In the state of New York, the name Ed Koch is certainly a memorable one. The former three-term mayor of New York City died in February, and he left behind a sizable estate.
As an individual who was never married, Koch had no children. According to Forbes, he left his sister and her husband $500,000, and his sister-in-law and each of her two children got $50,000. Koch’s brother died back in 1955. He also provided a $100,000 bequest to his secretary.
The bulk of his estate went to his sister’s children. Observers point out the fact that this was an intelligent move from an estate planning perspective.
If Koch would have left most of his resources directly to his sister, that transfer would have been subject to the estate tax.
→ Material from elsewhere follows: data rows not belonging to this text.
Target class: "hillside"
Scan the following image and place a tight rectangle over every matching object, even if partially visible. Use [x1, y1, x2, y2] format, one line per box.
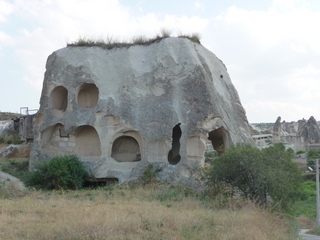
[0, 112, 21, 121]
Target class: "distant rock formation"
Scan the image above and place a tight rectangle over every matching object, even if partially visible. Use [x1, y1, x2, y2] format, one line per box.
[272, 116, 320, 151]
[30, 38, 254, 182]
[298, 116, 320, 144]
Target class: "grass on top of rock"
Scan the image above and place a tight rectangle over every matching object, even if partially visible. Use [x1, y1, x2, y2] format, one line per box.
[67, 29, 200, 49]
[0, 183, 298, 240]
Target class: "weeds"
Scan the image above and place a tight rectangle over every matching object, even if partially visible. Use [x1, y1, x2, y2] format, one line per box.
[67, 28, 200, 49]
[27, 155, 88, 189]
[0, 185, 297, 240]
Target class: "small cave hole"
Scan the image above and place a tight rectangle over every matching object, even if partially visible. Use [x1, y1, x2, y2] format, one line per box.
[168, 123, 182, 165]
[77, 83, 99, 108]
[75, 125, 101, 158]
[50, 86, 68, 112]
[208, 127, 227, 156]
[111, 136, 141, 162]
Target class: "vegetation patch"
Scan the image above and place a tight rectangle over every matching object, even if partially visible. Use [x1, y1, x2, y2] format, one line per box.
[67, 29, 200, 49]
[206, 144, 303, 211]
[26, 155, 88, 189]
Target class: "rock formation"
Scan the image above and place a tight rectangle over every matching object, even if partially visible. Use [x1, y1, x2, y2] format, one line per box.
[30, 38, 253, 182]
[273, 116, 320, 151]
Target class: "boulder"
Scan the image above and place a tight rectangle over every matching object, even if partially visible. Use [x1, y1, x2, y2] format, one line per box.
[30, 38, 253, 182]
[299, 116, 320, 144]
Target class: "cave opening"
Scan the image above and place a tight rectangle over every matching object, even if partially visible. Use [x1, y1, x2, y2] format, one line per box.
[208, 127, 227, 156]
[111, 136, 141, 162]
[77, 83, 99, 108]
[50, 86, 68, 112]
[168, 123, 182, 165]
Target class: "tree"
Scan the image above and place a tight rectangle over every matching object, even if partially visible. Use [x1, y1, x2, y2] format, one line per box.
[207, 143, 302, 210]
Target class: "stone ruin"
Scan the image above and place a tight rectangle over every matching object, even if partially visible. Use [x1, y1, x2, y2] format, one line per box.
[29, 38, 253, 182]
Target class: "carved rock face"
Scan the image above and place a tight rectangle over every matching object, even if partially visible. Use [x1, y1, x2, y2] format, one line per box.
[30, 38, 253, 182]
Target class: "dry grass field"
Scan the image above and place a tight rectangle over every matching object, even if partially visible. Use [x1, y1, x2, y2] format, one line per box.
[0, 184, 298, 240]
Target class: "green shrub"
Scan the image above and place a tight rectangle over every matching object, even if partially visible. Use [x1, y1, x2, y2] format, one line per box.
[207, 143, 302, 211]
[27, 155, 88, 189]
[307, 149, 320, 167]
[141, 164, 162, 184]
[296, 150, 306, 154]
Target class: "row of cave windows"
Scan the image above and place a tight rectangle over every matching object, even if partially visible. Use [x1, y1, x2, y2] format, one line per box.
[53, 123, 226, 165]
[50, 83, 99, 112]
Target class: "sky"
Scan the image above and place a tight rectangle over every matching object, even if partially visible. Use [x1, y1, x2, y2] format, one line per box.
[0, 0, 320, 123]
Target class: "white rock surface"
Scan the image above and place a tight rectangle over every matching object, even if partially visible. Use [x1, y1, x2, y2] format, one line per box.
[30, 38, 253, 182]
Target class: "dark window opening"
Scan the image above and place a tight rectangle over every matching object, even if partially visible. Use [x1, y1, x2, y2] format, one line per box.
[111, 136, 141, 162]
[168, 123, 182, 165]
[59, 128, 69, 138]
[84, 177, 119, 189]
[50, 86, 68, 112]
[75, 126, 101, 157]
[208, 127, 227, 156]
[78, 83, 99, 108]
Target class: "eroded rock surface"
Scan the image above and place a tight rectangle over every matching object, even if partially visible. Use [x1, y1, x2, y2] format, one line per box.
[273, 116, 320, 151]
[30, 38, 253, 182]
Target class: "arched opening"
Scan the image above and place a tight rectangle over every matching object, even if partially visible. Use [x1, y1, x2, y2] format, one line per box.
[168, 123, 182, 165]
[50, 86, 68, 112]
[208, 127, 228, 156]
[75, 126, 101, 159]
[111, 136, 141, 162]
[77, 83, 99, 108]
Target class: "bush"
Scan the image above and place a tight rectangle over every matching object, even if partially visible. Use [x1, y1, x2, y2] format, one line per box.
[307, 149, 320, 167]
[27, 155, 88, 189]
[296, 150, 306, 154]
[207, 143, 302, 210]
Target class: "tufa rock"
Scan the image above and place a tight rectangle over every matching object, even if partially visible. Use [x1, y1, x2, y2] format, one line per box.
[30, 38, 253, 182]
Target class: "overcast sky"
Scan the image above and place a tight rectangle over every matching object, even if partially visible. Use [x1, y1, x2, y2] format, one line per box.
[0, 0, 320, 123]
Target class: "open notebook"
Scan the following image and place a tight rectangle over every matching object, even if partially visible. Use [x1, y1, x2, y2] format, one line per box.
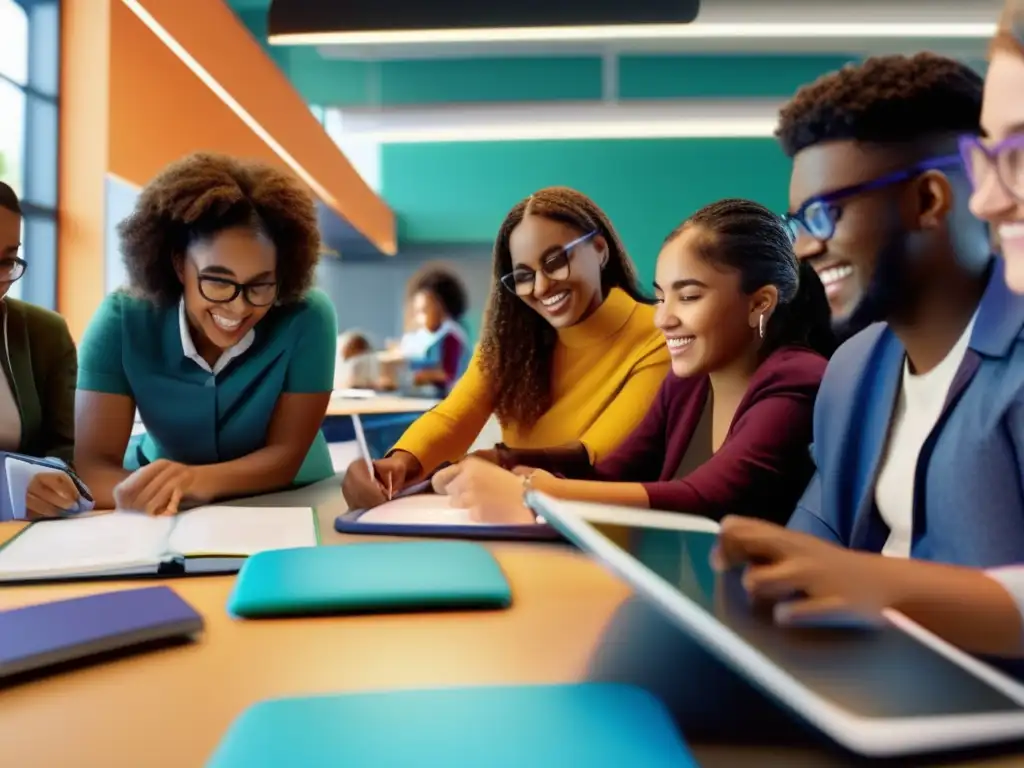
[0, 507, 316, 583]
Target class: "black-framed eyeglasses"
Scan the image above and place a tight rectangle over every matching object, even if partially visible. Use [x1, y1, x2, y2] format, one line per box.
[0, 256, 29, 283]
[782, 155, 961, 243]
[199, 274, 278, 306]
[502, 229, 597, 296]
[959, 133, 1024, 203]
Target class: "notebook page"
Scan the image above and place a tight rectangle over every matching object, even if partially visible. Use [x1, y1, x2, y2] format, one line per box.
[168, 507, 316, 557]
[358, 494, 486, 525]
[0, 512, 174, 579]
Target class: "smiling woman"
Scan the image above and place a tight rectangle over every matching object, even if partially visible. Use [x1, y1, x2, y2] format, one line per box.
[343, 187, 669, 507]
[49, 155, 337, 514]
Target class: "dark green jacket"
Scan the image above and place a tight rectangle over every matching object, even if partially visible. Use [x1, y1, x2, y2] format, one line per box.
[0, 298, 78, 463]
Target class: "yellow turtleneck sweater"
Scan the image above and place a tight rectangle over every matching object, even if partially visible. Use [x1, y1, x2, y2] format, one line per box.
[393, 289, 669, 472]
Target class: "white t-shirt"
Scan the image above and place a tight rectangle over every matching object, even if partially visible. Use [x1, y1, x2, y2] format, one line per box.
[874, 317, 974, 557]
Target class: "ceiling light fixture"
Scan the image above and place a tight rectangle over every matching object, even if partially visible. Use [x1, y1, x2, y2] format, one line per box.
[341, 116, 778, 144]
[268, 22, 995, 45]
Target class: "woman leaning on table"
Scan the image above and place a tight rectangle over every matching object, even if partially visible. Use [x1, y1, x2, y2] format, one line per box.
[34, 155, 338, 514]
[716, 0, 1024, 672]
[343, 187, 669, 508]
[0, 182, 78, 515]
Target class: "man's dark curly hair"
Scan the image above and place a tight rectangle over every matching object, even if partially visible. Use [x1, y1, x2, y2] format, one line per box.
[480, 186, 650, 428]
[775, 53, 984, 158]
[409, 267, 469, 321]
[118, 154, 321, 305]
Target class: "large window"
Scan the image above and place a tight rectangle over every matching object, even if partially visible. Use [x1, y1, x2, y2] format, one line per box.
[0, 0, 59, 308]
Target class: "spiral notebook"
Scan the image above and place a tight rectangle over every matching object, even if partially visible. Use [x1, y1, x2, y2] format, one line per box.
[0, 507, 316, 584]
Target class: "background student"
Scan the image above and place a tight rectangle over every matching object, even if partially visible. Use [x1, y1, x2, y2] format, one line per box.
[334, 331, 381, 389]
[716, 0, 1024, 669]
[50, 155, 338, 514]
[778, 53, 1024, 566]
[401, 269, 471, 394]
[434, 200, 836, 522]
[0, 181, 78, 516]
[343, 187, 669, 507]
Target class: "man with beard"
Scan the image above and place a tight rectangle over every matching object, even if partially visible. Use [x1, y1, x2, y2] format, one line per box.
[777, 53, 1024, 566]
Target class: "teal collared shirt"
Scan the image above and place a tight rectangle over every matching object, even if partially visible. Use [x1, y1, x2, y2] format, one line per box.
[78, 290, 338, 484]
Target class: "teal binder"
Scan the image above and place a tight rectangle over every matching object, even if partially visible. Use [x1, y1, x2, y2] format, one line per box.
[207, 683, 696, 768]
[227, 542, 512, 618]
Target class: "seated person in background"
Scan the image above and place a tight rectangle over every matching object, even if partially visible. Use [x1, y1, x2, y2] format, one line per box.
[343, 187, 669, 508]
[48, 155, 338, 514]
[334, 331, 380, 389]
[433, 200, 836, 523]
[778, 53, 1024, 566]
[401, 269, 470, 395]
[0, 181, 78, 515]
[716, 0, 1024, 671]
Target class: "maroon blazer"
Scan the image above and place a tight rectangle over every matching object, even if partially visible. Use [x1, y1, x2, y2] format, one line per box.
[501, 347, 827, 523]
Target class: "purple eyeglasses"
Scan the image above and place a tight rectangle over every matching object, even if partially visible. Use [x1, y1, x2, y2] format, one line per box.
[782, 155, 961, 243]
[959, 133, 1024, 203]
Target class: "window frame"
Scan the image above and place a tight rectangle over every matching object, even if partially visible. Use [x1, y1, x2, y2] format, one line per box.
[0, 0, 60, 309]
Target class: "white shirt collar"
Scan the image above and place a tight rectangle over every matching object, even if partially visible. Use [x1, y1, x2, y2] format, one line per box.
[178, 296, 256, 376]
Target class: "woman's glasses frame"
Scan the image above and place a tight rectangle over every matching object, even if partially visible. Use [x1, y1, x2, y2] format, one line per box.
[959, 133, 1024, 203]
[501, 229, 597, 298]
[198, 274, 278, 307]
[0, 256, 29, 285]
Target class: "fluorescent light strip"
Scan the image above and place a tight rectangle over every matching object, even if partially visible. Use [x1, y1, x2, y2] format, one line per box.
[268, 21, 995, 45]
[340, 116, 777, 144]
[121, 0, 338, 210]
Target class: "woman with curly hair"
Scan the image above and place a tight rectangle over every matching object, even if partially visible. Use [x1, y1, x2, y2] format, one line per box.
[343, 187, 669, 507]
[401, 269, 469, 394]
[45, 155, 338, 514]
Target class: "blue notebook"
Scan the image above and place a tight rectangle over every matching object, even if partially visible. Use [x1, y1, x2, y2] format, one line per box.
[0, 587, 203, 678]
[227, 542, 512, 618]
[207, 683, 696, 768]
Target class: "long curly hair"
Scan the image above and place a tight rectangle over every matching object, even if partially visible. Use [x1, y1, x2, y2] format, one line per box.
[118, 154, 321, 306]
[480, 186, 650, 428]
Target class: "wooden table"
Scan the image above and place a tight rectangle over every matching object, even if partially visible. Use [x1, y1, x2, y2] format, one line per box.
[0, 480, 1024, 768]
[327, 394, 440, 417]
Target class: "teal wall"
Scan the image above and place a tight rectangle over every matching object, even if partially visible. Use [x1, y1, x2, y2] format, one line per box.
[229, 0, 982, 281]
[230, 8, 852, 106]
[381, 138, 790, 282]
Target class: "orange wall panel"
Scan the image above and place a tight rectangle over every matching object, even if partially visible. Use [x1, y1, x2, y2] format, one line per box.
[115, 0, 396, 253]
[108, 2, 284, 186]
[57, 0, 111, 339]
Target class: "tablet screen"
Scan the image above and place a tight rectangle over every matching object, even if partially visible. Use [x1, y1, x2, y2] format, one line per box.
[593, 523, 1024, 718]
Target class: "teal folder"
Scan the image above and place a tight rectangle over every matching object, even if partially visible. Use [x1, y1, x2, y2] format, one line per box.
[207, 683, 696, 768]
[227, 542, 512, 618]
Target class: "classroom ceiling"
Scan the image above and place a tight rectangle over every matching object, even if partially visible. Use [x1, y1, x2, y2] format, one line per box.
[226, 0, 1002, 60]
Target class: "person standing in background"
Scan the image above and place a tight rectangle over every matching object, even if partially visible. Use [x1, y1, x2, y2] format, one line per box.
[0, 181, 78, 516]
[342, 187, 669, 508]
[400, 269, 471, 395]
[334, 331, 380, 389]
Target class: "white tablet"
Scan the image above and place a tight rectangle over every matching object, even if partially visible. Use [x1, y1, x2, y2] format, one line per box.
[528, 494, 1024, 757]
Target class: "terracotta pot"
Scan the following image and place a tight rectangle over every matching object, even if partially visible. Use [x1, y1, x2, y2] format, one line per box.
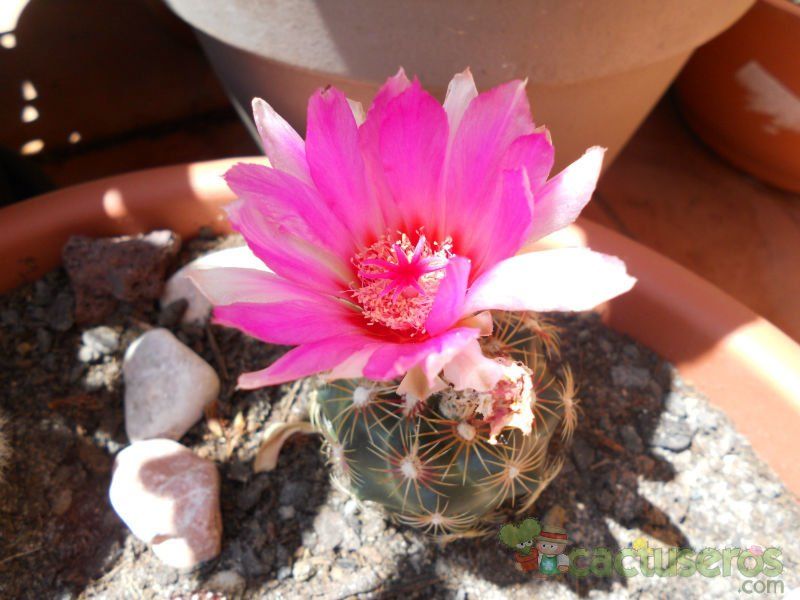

Then, when his sister passed away, her children would be forced to pay the estate tax yet again on the financial legacy that was inherited from Ed Koch.
However, he may not have taken advantage of all the possible tax efficiency strategies that were available to him. For one thing, he could have given tax-free gifts up to $14,000 this year to everyone on his inheritance list. Last year, he could have given $13,000.
It is clearly very important to understand the power of the estate tax when you are contemplating your financial legacy. An expert who analyzed the situation is quoted in Forbes as estimating an effective tax rate of 24% on the Koch estate when you take into consideration the federal estate tax and the New York state estate tax.